In Seanan McGuire’s excellent fantasy novel Every Heart A Doorway – about a boarding school for children who disappeared into and returned from fairy tale adventures to disbelieving family – one character explains the alignments of the known fantasy realms as such: “Here in the so-called ‘real world,’ you have north, south, east and west, right? Those don’t work for most of the portal worlds we’ve been able to catalog. So we use other words. Nonsense, Logic, Wickedness and Virtue. There are smaller subdirections, little branches that may or may not go anywhere, but those four are the big ones.” For example, The Dreaming from Sandman would be high-Nonsense, null-Virtue/Wickedness: a completely pliable, lawless reality. The Land of Oz is mid-Nonsense, mid-Virtue, featuring some stable ground rules and a generally harmonious existence among its residents.
The world Coraline finds behind her door falls into one of those subdirections, a high degree of Nonsense that hides something Wicked. To put it another way, it’s a trap. Laced with sewing and arachnid imagery, the Other world is spun as a freewheeling playground for Coraline, where her parents and the new neighbors of the complex they’ve moved into exist solely to entertain her. However, it’s really a web, and once the ruler of the realm, the Other Mother, is able to bind Coraline (by sewing buttons into her eyes) she will feast on her energy, killing her.

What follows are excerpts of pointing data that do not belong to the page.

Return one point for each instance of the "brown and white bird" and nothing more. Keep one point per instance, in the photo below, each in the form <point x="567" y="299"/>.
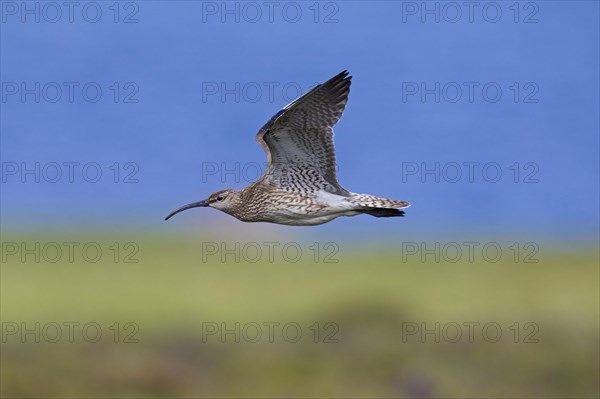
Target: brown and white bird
<point x="299" y="186"/>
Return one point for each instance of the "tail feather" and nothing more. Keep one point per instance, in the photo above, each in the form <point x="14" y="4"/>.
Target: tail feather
<point x="370" y="202"/>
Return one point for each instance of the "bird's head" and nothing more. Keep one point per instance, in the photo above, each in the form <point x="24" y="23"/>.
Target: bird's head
<point x="223" y="200"/>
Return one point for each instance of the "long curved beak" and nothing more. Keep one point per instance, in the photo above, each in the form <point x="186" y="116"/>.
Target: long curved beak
<point x="188" y="206"/>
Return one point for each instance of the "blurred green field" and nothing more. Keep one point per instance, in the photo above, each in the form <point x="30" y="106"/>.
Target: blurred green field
<point x="369" y="297"/>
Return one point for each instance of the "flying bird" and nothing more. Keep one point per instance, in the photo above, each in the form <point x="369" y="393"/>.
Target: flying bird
<point x="299" y="186"/>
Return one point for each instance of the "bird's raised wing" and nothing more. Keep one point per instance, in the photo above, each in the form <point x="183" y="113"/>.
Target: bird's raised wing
<point x="298" y="140"/>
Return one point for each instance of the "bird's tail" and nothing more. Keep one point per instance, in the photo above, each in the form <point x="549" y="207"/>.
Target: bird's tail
<point x="379" y="207"/>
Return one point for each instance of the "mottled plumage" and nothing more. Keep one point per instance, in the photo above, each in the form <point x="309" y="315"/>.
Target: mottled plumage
<point x="299" y="186"/>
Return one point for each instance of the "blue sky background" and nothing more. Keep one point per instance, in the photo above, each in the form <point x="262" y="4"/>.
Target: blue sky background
<point x="177" y="49"/>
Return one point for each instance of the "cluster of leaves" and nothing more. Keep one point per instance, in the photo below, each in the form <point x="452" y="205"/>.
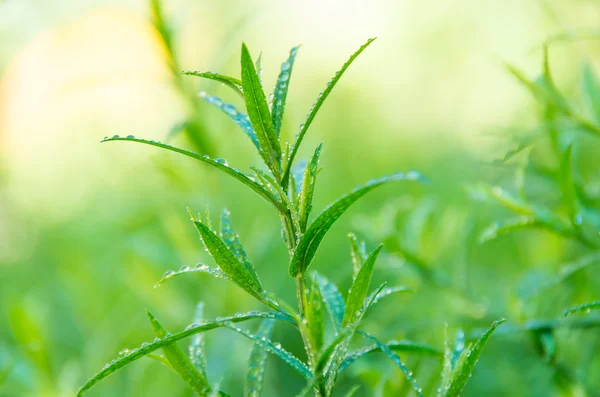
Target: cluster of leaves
<point x="289" y="187"/>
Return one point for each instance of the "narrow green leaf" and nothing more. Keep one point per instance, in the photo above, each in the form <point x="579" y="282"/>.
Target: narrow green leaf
<point x="311" y="240"/>
<point x="199" y="268"/>
<point x="591" y="91"/>
<point x="567" y="186"/>
<point x="314" y="315"/>
<point x="240" y="118"/>
<point x="585" y="308"/>
<point x="308" y="189"/>
<point x="396" y="346"/>
<point x="229" y="263"/>
<point x="217" y="163"/>
<point x="281" y="89"/>
<point x="352" y="391"/>
<point x="231" y="82"/>
<point x="180" y="362"/>
<point x="231" y="239"/>
<point x="466" y="363"/>
<point x="147" y="348"/>
<point x="334" y="302"/>
<point x="396" y="360"/>
<point x="197" y="349"/>
<point x="315" y="109"/>
<point x="505" y="227"/>
<point x="258" y="111"/>
<point x="360" y="288"/>
<point x="257" y="362"/>
<point x="275" y="349"/>
<point x="357" y="253"/>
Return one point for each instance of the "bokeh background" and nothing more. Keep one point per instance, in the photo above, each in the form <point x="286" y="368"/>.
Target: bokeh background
<point x="87" y="229"/>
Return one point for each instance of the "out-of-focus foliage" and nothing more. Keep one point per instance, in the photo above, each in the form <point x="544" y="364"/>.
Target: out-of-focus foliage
<point x="507" y="226"/>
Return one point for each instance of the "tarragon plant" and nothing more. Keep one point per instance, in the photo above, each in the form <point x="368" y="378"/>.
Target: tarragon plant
<point x="289" y="188"/>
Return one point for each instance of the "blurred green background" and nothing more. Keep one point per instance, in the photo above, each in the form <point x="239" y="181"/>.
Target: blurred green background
<point x="87" y="229"/>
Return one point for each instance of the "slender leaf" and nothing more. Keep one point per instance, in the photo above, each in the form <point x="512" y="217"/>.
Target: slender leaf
<point x="585" y="308"/>
<point x="199" y="268"/>
<point x="308" y="189"/>
<point x="315" y="109"/>
<point x="275" y="349"/>
<point x="591" y="90"/>
<point x="314" y="315"/>
<point x="180" y="362"/>
<point x="258" y="361"/>
<point x="466" y="363"/>
<point x="240" y="118"/>
<point x="147" y="348"/>
<point x="219" y="164"/>
<point x="231" y="82"/>
<point x="281" y="89"/>
<point x="334" y="302"/>
<point x="396" y="360"/>
<point x="357" y="253"/>
<point x="311" y="240"/>
<point x="396" y="346"/>
<point x="567" y="186"/>
<point x="229" y="263"/>
<point x="231" y="239"/>
<point x="360" y="288"/>
<point x="258" y="111"/>
<point x="197" y="349"/>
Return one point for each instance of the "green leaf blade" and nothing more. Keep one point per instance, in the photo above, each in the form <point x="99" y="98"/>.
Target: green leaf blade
<point x="180" y="362"/>
<point x="218" y="164"/>
<point x="466" y="363"/>
<point x="360" y="288"/>
<point x="259" y="114"/>
<point x="311" y="240"/>
<point x="281" y="89"/>
<point x="320" y="100"/>
<point x="229" y="263"/>
<point x="147" y="348"/>
<point x="308" y="189"/>
<point x="258" y="359"/>
<point x="334" y="302"/>
<point x="396" y="360"/>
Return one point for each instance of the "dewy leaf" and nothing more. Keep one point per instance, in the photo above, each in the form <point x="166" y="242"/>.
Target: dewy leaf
<point x="196" y="349"/>
<point x="275" y="349"/>
<point x="314" y="315"/>
<point x="199" y="268"/>
<point x="258" y="361"/>
<point x="396" y="346"/>
<point x="232" y="241"/>
<point x="311" y="240"/>
<point x="357" y="253"/>
<point x="334" y="302"/>
<point x="585" y="308"/>
<point x="235" y="115"/>
<point x="591" y="90"/>
<point x="280" y="91"/>
<point x="315" y="109"/>
<point x="360" y="288"/>
<point x="219" y="164"/>
<point x="231" y="82"/>
<point x="147" y="348"/>
<point x="180" y="362"/>
<point x="308" y="189"/>
<point x="396" y="359"/>
<point x="258" y="111"/>
<point x="466" y="363"/>
<point x="567" y="185"/>
<point x="229" y="263"/>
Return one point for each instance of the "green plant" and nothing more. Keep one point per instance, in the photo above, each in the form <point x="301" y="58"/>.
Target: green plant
<point x="290" y="189"/>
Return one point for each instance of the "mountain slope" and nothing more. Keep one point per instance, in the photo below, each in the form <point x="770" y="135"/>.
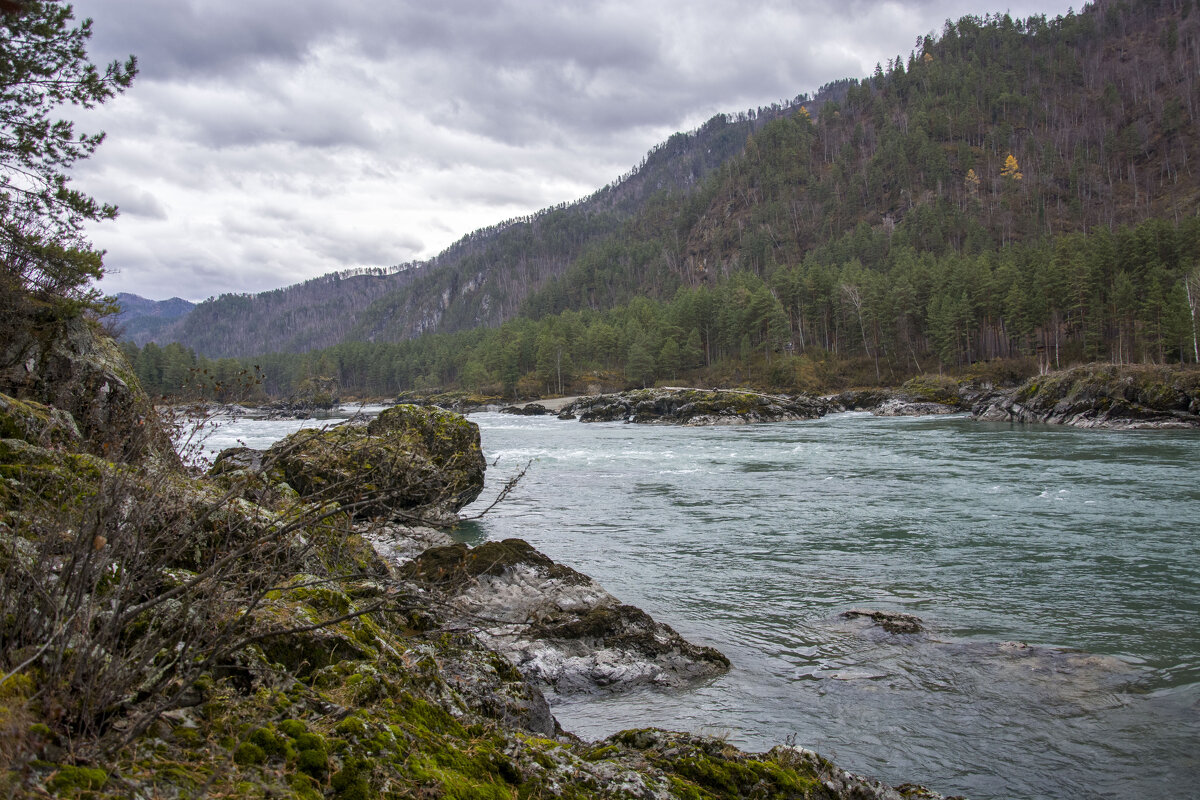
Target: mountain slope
<point x="483" y="278"/>
<point x="142" y="320"/>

Neil Gaiman is well-versed in fairy tales and fantasy, so while Coraline draws from a lot of sources (there’s more than a little Alice in Wonderland here), one can trace a direct line to Ray Bradbury’s Halloween classic Something Wicked This Way Comes. both draw a lot of unease from carnival/circus imagery (many of Coraline’s neighbors are former performers), both involve traps that drain life force (in Something Wicked, it’s the mystical ferris wheel), and both find tranquility and danger in small American towns. The unnamed setting in Coraline is somewhere in the Pacific northwest, and if the small Illinois town in Something Wicked feels like a hidden train stop in the middle of the country, Coraline’s home feels like the end of the line. It’s a place of loners, old eccentrics and ancient forces, long hidden and whittling away the hours until new blood drips in. (Coraline encounters the ghosts of three children while in the Other world, and it’s telling that most of them seem to have lived in the distant past) This was well before Portland had gained national attention as a hip place and just as Microsoft was starting to colonize Seattle.
The animation by Laika Entertainment is extraordinary, and while it isn’t the film that made them a household name it certainly put them on the film industry’s radar. (Their only other feature as a company was Tim Burton’s The Corpse Bride) Still, it’s not QUITE a Laika movie. The story belongs to Gaiman (and, frankly, is more structurally sound that just about everything Laika made after), and Henry Sellick’s nervous, fidgety style echoes through every character. (Consider Wylie, an invention of the film who never, ever stops moving, even if only to constantly shift his weight) The design is a softer than what would become the house style, which only really comes through when the Other Mother becomes a little more herself – sharp angles and spindly limbs.